20. yüzyılın ikinci yarısında çevrecilik deyince ilk akla gelen doğanın korunmasıydı; fakat 1970’den sonra çevrecilik hem güncel bir akım haline dönüşmüş hem de büyük bir ilgi alanı olmuştur (Özer, 2007, s.79). “İnsanların gerekli bilinç düzeyine ulaşabilmesi için ilk ve belki de tek yol çevre bilinci ve duyarlılığını kazandırabilecek insanlar yetiştirmektir. Bu hedefe ulaşmayı sağlayacak tek yol dünyanın karşı karşıya bulunduğu sorunlardan haberdar olan ve bu sorunların çözümünde gönüllü olarak görev üstlenebilecek vatandaşları yetiştirmeyi sağlayacak bir çevre eğitimidir. Bu sebeple çevre sorunlarının çözümü için çevre eğitimi hayati öneme sahiptir” (Kavruk, 2002’den aktaran Çimen ve Yılmaz, 2011, s. 46).

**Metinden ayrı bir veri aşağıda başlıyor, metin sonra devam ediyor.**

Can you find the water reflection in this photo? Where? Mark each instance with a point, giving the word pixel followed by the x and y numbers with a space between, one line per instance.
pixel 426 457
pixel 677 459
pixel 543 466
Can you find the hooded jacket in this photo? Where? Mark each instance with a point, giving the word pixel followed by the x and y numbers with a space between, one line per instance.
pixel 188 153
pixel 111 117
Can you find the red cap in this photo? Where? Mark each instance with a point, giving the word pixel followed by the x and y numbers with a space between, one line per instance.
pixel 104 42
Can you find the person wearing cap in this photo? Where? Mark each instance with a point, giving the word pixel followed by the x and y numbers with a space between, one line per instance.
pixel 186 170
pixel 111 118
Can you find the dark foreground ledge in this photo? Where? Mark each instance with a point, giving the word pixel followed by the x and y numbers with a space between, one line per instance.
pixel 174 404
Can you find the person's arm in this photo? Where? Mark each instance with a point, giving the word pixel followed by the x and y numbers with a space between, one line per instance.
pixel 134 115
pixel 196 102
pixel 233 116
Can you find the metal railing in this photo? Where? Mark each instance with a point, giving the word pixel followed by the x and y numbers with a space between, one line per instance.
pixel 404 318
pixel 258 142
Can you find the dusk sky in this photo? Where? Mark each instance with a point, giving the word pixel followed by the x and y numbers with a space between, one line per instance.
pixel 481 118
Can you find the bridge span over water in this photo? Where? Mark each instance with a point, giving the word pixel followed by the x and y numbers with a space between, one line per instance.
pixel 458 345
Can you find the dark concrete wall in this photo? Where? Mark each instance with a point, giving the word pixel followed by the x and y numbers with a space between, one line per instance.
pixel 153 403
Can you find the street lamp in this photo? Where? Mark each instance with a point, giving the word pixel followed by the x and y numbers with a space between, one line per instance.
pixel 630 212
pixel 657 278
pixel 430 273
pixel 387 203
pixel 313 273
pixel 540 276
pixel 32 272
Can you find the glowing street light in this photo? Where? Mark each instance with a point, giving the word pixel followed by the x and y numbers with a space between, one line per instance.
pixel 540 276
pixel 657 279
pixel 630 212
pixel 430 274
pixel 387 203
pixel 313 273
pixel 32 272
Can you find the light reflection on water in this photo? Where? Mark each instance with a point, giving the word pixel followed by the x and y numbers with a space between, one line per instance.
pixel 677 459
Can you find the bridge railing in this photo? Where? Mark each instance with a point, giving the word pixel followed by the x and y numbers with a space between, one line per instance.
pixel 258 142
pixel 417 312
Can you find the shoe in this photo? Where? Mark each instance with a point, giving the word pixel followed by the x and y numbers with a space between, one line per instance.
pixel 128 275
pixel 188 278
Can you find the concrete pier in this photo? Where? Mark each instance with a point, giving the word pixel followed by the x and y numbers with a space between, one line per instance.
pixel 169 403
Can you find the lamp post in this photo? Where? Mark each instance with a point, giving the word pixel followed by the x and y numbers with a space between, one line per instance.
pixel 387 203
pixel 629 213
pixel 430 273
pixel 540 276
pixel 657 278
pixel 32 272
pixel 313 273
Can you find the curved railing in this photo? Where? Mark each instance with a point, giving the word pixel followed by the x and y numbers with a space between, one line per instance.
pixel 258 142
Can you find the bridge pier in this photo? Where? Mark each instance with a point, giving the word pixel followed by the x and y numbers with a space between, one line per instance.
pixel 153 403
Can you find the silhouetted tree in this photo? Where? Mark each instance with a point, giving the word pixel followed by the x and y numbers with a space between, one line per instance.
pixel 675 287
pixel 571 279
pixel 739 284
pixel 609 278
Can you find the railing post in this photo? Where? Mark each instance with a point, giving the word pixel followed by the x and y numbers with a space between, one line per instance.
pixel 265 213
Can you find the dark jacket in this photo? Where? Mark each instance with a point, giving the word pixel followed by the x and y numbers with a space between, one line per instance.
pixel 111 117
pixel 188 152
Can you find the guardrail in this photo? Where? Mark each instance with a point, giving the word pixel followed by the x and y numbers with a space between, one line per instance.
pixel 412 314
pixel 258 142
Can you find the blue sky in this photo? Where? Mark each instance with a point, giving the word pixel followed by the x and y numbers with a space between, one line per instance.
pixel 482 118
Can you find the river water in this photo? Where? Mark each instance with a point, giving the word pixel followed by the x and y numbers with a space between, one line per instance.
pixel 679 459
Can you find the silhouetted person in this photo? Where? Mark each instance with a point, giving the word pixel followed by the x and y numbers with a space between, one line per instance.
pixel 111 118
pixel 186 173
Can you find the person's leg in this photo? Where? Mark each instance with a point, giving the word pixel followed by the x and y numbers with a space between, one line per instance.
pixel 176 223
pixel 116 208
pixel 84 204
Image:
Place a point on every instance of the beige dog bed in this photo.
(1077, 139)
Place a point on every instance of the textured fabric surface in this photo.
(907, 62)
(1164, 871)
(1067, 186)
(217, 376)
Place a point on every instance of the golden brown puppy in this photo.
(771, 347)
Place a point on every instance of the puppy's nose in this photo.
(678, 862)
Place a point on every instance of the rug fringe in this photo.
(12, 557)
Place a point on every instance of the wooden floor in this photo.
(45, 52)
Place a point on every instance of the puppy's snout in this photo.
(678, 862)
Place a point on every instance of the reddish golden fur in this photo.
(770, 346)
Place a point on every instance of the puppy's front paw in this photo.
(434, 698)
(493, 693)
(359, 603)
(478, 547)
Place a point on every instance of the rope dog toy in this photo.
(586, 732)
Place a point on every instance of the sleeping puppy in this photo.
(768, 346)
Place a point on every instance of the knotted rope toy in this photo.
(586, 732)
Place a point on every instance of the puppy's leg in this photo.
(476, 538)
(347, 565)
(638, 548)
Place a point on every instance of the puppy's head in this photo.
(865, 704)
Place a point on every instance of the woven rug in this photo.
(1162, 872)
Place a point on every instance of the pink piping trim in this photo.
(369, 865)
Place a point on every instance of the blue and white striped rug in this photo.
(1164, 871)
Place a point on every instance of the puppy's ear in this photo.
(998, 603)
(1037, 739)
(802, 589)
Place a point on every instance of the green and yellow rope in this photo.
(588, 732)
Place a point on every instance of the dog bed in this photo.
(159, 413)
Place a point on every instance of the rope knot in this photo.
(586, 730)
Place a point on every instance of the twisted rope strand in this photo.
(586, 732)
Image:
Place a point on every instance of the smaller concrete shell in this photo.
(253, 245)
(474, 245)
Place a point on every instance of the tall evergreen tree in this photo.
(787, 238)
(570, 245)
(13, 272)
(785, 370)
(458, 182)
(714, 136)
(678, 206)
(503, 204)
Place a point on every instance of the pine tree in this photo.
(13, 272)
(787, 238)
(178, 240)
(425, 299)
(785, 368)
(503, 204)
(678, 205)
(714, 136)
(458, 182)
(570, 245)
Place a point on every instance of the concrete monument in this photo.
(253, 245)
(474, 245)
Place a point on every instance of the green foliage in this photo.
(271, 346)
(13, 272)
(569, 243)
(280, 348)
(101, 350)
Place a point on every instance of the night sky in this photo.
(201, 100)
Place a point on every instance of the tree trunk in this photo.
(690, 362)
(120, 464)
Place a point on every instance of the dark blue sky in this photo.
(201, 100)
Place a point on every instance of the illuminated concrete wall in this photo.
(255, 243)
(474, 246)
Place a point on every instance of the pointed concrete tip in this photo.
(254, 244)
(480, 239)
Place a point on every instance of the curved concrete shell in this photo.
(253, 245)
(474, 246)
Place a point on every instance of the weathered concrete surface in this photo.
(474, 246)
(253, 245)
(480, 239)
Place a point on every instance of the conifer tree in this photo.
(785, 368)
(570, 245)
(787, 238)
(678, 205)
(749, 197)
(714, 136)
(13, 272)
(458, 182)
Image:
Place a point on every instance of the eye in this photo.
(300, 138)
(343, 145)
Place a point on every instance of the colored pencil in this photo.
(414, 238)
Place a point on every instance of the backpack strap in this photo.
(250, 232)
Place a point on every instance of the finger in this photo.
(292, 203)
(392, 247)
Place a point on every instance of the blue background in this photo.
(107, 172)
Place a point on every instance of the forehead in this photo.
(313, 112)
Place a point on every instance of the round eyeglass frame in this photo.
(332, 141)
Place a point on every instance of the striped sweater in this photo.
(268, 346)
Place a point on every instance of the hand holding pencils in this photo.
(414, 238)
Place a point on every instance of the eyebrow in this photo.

Küresel bir sorunu ortadan kaldırmak sadece bilinçli ve sorumlu olan toplumlarda gerçekleşebilir. Etkin bir eğitim vererek bilinçli bireylerinden oluşan toplumlarının oluşumu da yaratılabilir. İnsanların tutum ve davranışlarının gün geçtikçe artan ve dünyayı tehdit eden çevresel sorunların temelini oluşturduğu göz önüne alındığında, dünya ve canlı yaşamı için çevreyi koruyacak olumlu davranış ve tutum kazandırmanın ne kadar önemli olduğu görülmektedir. Etkili çevre eğitimi vererek çevrenin korunmasına yönelik olumlu davranış ve tutum kazanılması sağlanabilir. Çevreye duyarlı, sorumluluklarını bilen ve karşılaşabilecekleri sorunlara çözüm

üretebilen bireylerin gelişimi, tüm çevre sorunlarının etkili bir çevre eğitimi ile çözümüne katkıda bulunacaktır (Aksan ve Çelikler, 2013, s. 50). Çevre eğitimi, dünyada meydana gelen ve hızla değişen çevresel olaylara karşı duyarlı, günümüze ait çevre sorunlarına karşı çözüm üretebilen, eğitimin öğrenen kısmındakilere gerekli becerileri kazandıran, doğanın korunarak geliştirilmesinde öğreticilerin aktif rol aldıkları bir eğitim sürecidir. Küresel anlamda günden güne hızla artın çevre sorunları, çevre eğitimini zaruri kılmaktadır. Çevre eğitimini sadece örgün eğitimle sınırlandırmak yanlış olacaktır, çevre eğitimi tüm yaşam boyu süren yaygın eğitimin içinde yer almalıdır. Çevre eğitimi insanların içinde yaşadıkları çevreye karşı duyarlı olmalarını sağlar. Ayrıca çevrenin üretken potansiyelinin ve estetik değerlerinin korunmasını imkân tanır (Bülbül, 2007, s.28).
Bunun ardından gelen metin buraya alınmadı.